2 Texan Lawmakers Propose To Solve Issues Of Ammo Shortage

Two Republican state lawmakers in Texas propose establishing a Texas Ammunition Manufacturing Facility as an office within the state’s Department of Public Safety.

Noting a shortage in the supply of ammunition and soaring prices amid growing crime, state Sen. Pete Flores sponsored a bill in the Texas Senate (SB 1851) and state Rep. Ellen Troxclair sponsored a companion bill in the Texas House (HB 3539).

“Law enforcement has found it difficult in recent years to find sufficient supplies of ammunition or afford what is available,” Troxclair said in a prepared statement. “This adversely affects their ability to train and adequately respond to public safety needs, including mass shootings.”

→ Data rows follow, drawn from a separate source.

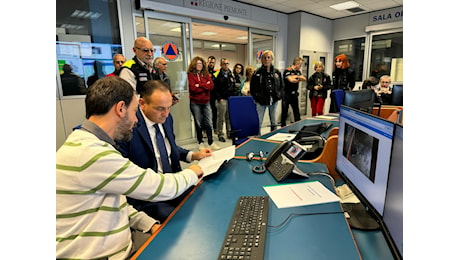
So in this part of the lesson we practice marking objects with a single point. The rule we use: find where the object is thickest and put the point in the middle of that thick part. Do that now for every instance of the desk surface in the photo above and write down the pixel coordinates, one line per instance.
(197, 229)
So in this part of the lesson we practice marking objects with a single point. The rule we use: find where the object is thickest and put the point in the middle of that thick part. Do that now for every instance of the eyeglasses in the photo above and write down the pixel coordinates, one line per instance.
(146, 50)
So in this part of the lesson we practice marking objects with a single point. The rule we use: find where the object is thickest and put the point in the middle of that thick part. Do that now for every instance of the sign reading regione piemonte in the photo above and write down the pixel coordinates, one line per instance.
(170, 51)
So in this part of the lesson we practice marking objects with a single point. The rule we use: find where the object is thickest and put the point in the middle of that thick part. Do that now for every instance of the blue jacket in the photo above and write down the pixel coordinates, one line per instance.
(140, 149)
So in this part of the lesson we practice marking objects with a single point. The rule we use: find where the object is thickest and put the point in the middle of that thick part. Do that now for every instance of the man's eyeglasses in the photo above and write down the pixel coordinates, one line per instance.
(146, 50)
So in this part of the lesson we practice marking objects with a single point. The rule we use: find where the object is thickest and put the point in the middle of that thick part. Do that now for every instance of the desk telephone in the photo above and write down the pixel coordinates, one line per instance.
(283, 158)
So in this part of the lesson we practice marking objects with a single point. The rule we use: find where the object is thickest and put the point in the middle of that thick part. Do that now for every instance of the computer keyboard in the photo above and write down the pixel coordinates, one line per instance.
(316, 128)
(245, 237)
(323, 127)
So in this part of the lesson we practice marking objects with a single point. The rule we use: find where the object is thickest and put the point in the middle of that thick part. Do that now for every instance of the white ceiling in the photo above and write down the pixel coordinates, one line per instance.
(230, 35)
(321, 7)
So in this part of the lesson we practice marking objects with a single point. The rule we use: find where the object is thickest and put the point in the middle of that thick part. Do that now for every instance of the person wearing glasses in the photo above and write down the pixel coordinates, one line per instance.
(343, 77)
(161, 65)
(292, 76)
(224, 87)
(383, 90)
(140, 69)
(93, 218)
(267, 87)
(144, 150)
(118, 60)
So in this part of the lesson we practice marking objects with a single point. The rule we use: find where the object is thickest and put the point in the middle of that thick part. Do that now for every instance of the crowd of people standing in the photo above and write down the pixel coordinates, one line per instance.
(126, 147)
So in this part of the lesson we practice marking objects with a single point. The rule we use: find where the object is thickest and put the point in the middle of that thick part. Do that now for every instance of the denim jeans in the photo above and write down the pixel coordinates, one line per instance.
(202, 116)
(271, 113)
(222, 116)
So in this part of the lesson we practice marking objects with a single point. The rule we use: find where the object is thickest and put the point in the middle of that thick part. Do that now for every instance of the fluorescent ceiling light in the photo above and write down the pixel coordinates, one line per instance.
(208, 33)
(178, 29)
(86, 15)
(344, 5)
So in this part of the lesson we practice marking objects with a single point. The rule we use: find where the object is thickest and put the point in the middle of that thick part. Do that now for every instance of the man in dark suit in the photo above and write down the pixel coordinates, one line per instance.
(144, 149)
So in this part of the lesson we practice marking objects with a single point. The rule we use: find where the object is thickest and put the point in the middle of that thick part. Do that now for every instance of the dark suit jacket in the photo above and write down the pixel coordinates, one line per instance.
(140, 149)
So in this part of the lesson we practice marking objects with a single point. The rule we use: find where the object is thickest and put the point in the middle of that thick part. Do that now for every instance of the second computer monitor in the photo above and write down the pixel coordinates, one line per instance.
(361, 99)
(363, 155)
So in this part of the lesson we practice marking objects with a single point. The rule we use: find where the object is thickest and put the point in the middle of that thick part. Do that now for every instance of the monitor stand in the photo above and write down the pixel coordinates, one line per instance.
(359, 217)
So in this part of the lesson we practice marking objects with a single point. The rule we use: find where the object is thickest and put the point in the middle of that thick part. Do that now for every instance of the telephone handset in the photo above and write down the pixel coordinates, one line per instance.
(282, 159)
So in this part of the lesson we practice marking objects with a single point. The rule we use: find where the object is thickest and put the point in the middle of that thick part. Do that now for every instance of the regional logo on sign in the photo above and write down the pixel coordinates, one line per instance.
(170, 51)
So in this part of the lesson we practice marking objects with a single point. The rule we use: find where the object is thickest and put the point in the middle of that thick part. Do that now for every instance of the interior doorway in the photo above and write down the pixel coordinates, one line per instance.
(309, 58)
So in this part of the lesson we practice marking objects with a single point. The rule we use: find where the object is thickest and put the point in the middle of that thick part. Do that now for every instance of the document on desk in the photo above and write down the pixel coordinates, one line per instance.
(326, 117)
(282, 137)
(212, 163)
(300, 194)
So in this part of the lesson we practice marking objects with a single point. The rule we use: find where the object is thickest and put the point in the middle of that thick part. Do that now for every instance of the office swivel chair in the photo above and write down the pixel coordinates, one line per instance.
(244, 120)
(338, 95)
(328, 155)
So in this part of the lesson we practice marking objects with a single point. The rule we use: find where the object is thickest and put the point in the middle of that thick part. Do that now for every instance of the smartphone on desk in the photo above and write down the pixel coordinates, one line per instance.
(283, 158)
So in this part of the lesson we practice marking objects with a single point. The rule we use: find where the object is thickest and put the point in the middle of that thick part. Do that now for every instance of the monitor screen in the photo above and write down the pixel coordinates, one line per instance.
(363, 155)
(360, 99)
(393, 208)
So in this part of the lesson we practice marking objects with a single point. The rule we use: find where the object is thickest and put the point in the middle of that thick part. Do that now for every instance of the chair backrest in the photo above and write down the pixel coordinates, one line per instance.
(329, 155)
(360, 99)
(244, 120)
(338, 95)
(397, 95)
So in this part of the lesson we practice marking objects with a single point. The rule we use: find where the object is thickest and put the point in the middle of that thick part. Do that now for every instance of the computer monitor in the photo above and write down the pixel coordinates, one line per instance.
(393, 207)
(397, 95)
(360, 99)
(363, 159)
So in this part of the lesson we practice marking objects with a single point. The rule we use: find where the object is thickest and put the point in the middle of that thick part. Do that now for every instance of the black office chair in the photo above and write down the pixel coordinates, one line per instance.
(360, 99)
(244, 120)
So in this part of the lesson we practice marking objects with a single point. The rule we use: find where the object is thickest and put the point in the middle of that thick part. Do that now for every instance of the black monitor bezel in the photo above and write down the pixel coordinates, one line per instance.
(357, 101)
(386, 232)
(370, 209)
(399, 90)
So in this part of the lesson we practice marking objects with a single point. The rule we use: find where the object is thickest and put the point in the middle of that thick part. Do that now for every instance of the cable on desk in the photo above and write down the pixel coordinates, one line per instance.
(304, 214)
(325, 174)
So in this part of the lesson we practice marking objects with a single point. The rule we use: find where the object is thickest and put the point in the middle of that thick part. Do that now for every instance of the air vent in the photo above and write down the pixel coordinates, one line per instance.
(355, 10)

Under the legislation, the Texas Department of Public Safety would authorize a public-private partnership for the construction and operation of an ammunition manufacturing facility. No taxpayer funds would be spent, the legislation specifies.

Flores and Troxclair, the sponsors, contend that the facility would be able to manufacture lower-cost, quality ammunition for use by law enforcement and the public.

Sales tax revenue from the sale of ammunition would be dedicated to law enforcement training, school safety, and facility operations, according to the bill.

The facility would be authorized to sell ammunition directly to law enforcement without charging sales tax. It also would sell ammo to distributors and retailers with no sales tax exemption, but would not sell directly to consumers.

Most U.S. ammunition is manufactured by two companies—Winchester and Remington—under various brand names, according to an information sheet covering “frequently asked questions” on the bill.

The FAQ sheet responds to a question about government involvement by answering: “When it comes to ammunition, the free market has failed us.”

It adds: “Winchester currently has a 10-year contract to operate a federal ammunition plant in Missouri. There have been many other examples over the years.”

The two sponsors also contend that their bill would minimize the impact on the private sector by prohibiting sales directly to consumers.